Advent of Code 2018

Advent of Code is an awesome beginner-level programming competition happening every December. Unlike a standard programming competition with 5 or 6 problems, AoC publishes 2 problems each day for 25 days, totaling 50 problems, touching a variety of programming topics. It is perfect for anyone wanting to brush up on their programming skills (me), or learn a new programming language (also me).

Having said that, this year I’ve decided to learn a new programming language, specifically Go. Many great open source tools, such as Terraform, Docker, and Kubernetes, are completely written in Go, and many more are published every day, so these new skills will not stay unused.

Without further ado, here are my solutions to this year’s problems: https://gitlab.com/IgnasK/advent-of-code-2018.

Notable solutions

I am going to highlight some notable problems which I had problems with, or if I am particularly proud with their solutions.

Day 3: No Matter How You Slice It

This problem boils down to keeping track of overlaping rectangles on a grid, and counting the area where at least 2 rectangles overlap.

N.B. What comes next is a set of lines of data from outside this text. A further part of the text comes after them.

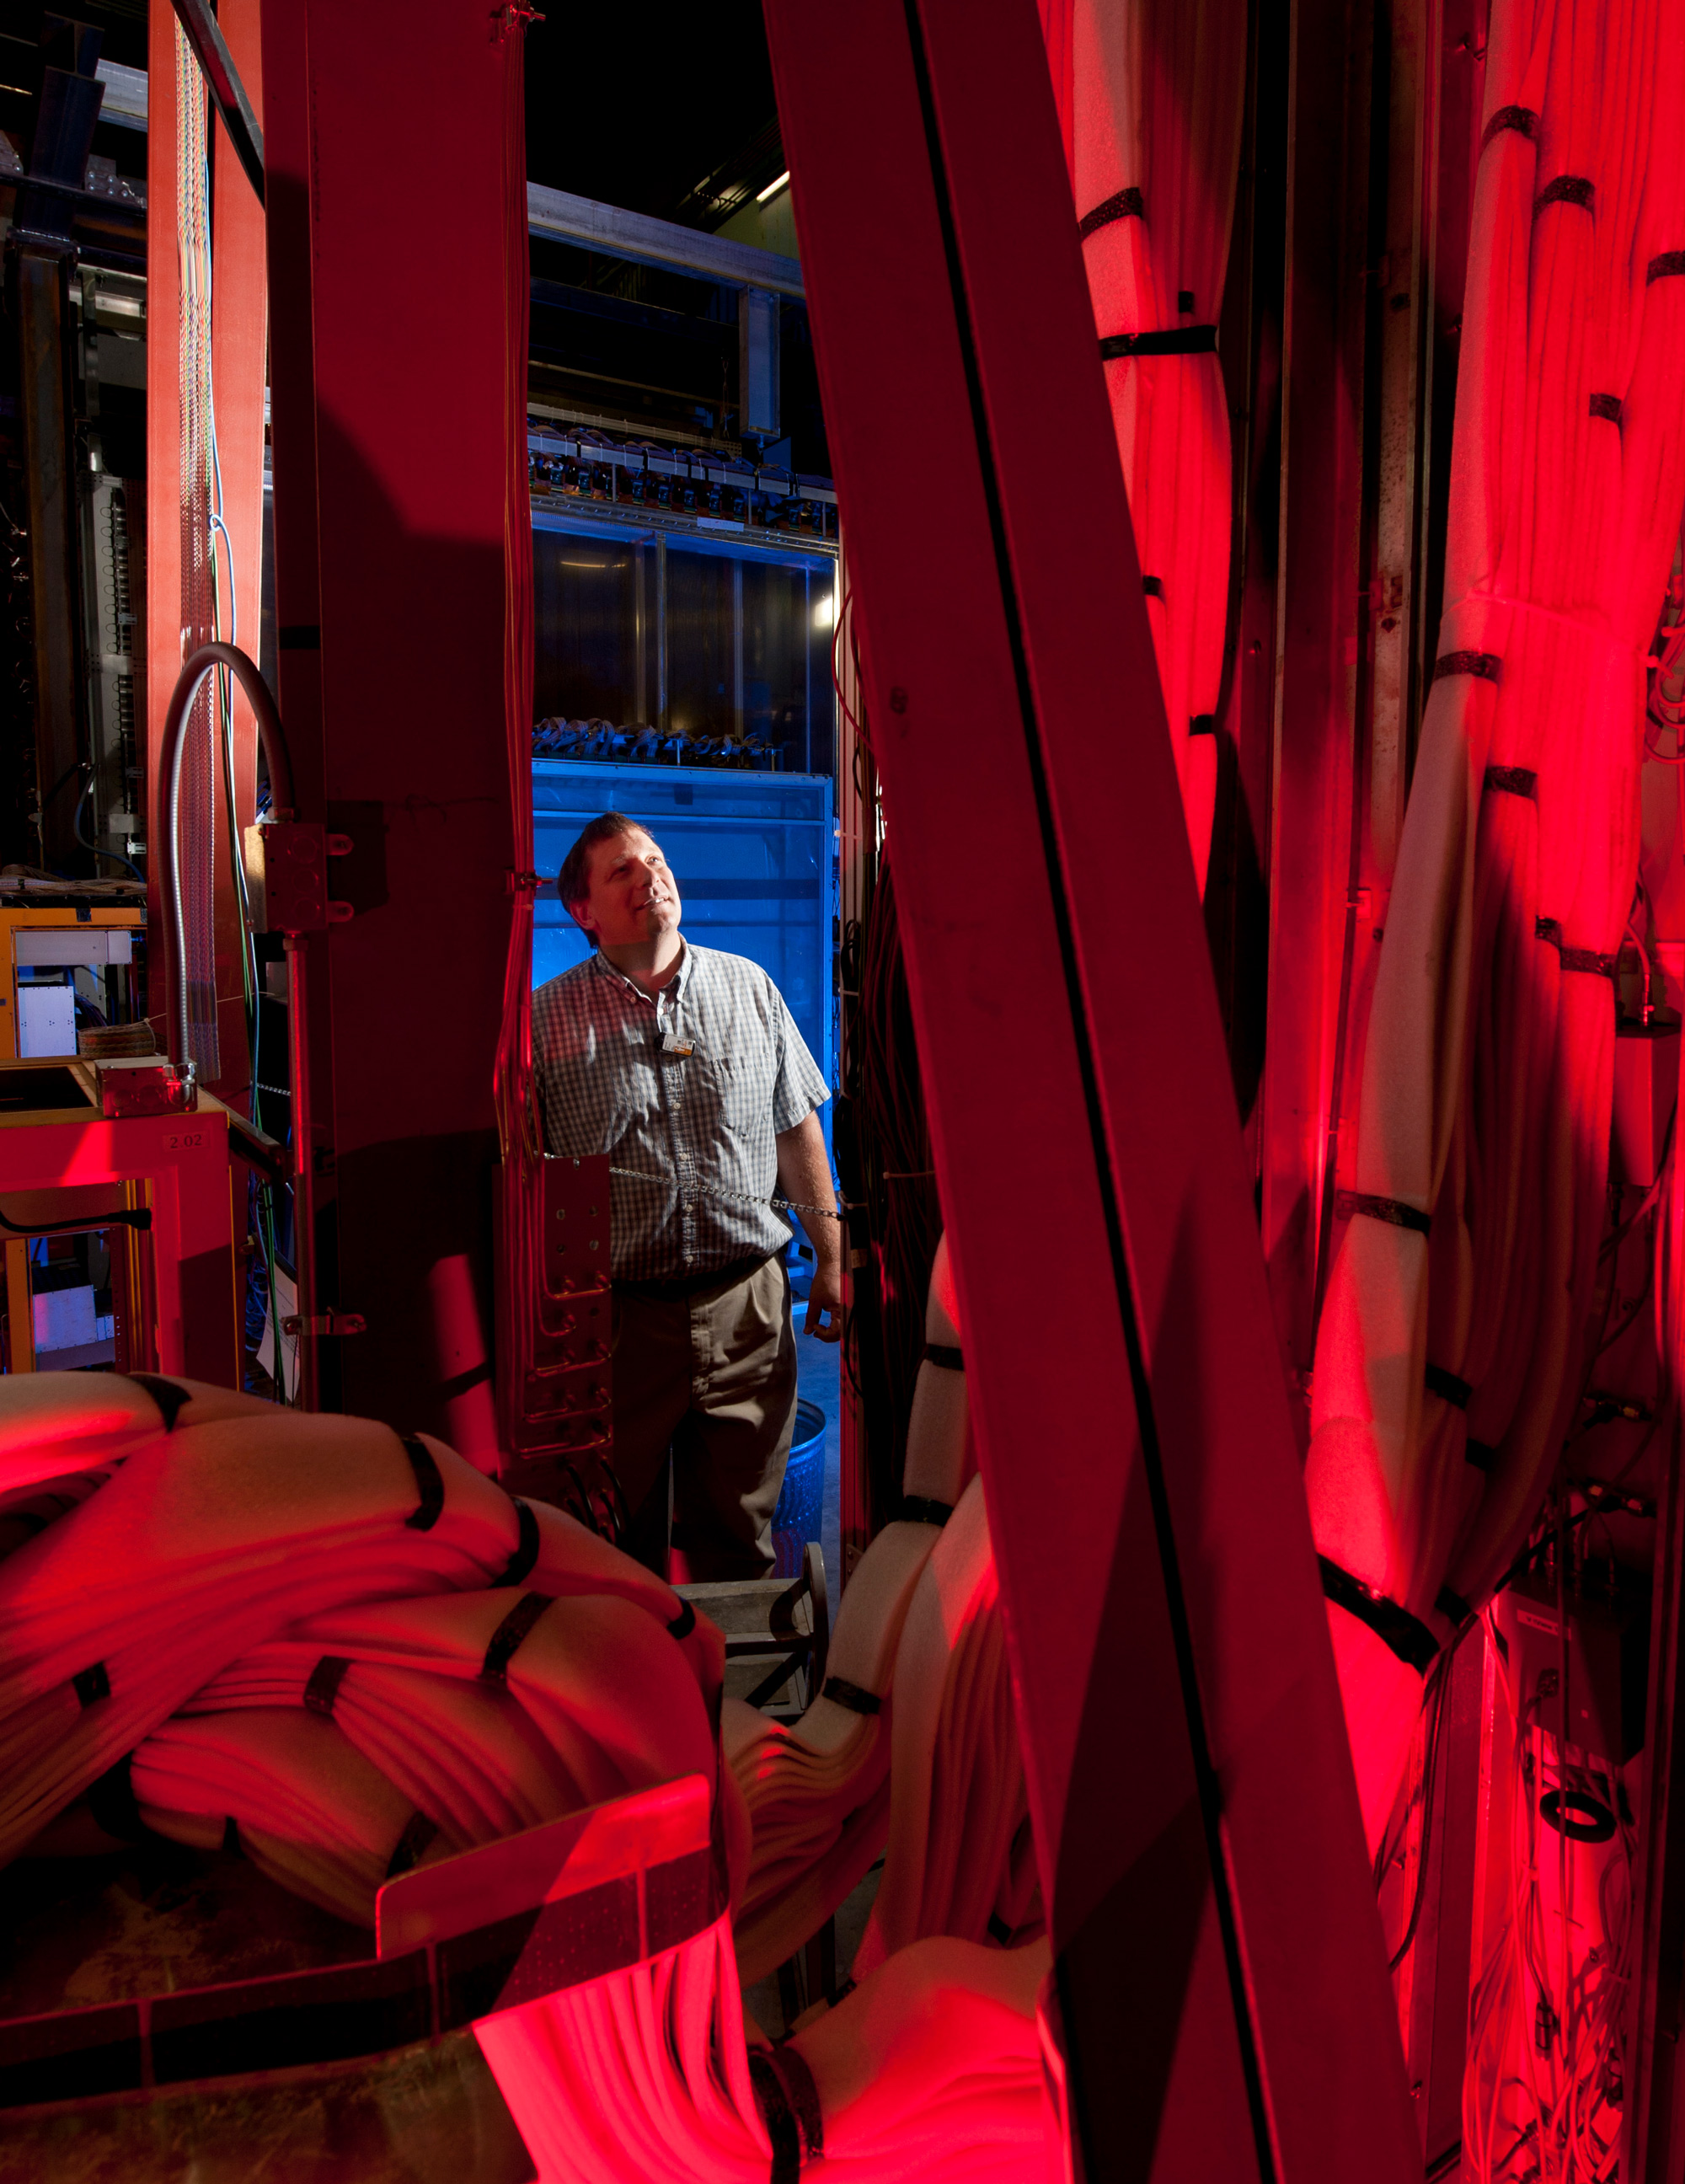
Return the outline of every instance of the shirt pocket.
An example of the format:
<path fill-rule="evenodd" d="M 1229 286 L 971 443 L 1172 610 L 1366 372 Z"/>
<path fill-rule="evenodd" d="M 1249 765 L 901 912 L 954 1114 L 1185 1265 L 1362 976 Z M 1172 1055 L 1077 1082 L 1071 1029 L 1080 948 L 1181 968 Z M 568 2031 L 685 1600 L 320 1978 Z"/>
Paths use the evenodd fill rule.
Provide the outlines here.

Since the problems are getting progressively more difficult through the competition, the problem itself is easy and able to be solved with brute force, or dynamic programming. I, however, saw an opportunity to use one of my favourite data structures: Fenwick Tree.

Fenwick tree allows for quick O(log n) range updates and prefix sums, but most importantly (jokingly), the code is very compact:

type Fenwick struct {
    arr []int
}

func (f *Fenwick) Update(x int, value int) {
    x++
    for ; x < len(f.arr); x += x & (-x) {
        f.arr[x] += value
    }
}

func (f *Fenwick) UpdateRange(start int, end int, value int) {
    f.Update(start, value)
    f.Update(end, -value)
}

func (f *Fenwick) Get(x int) int {
    x++
    sum := 0
    for ; x > 0; x -= (x & -x) {
        sum += f.arr[x]
    }
    return sum
}

func NewFenwick(size int) *Fenwick {
    return &Fenwick{arr: make([]int, size+1)}
}

Day 10: The Stars Align

Problem on Day 10 was highly non-standard: You are given a set of 2D points with velocities, and asked to figure out what word do these points spell out when they cluster close to each other.

Unlike every other solution for this competition, this one is completely visual. I have simulated point movement until their bounding box was small enough, and then relied on my eyes to pick out the solution. Although that has worked, I am still intrigued whether there are any simple ways to this whole problem automatically, letting the program recognise the patterns without human help.

Image of the solution

Day 15: Beverage Bandits

This is by far the most tedious problem of the competition, taking me almost 6 hours to solve, and in the end I had to consult Reddit to find the final bug. My final solution is 464 lines of Go code.

Days 16, 19 and 21: Chronal Device

These 3 problems explored an unknown instruction set (likely inspired by Christopher Domas talk about Hardware Backdoors in x86, highly recommend watching it), and interpreting it.

Although it is possible to solve these problems using a simple interpreter, I have decided to go a bit further and wrote a transpiler to Go, which is available here. It has cut down execution time of Day 19 second part from 1m32s all the way down to 250ms - 99.7% reduction in runtime.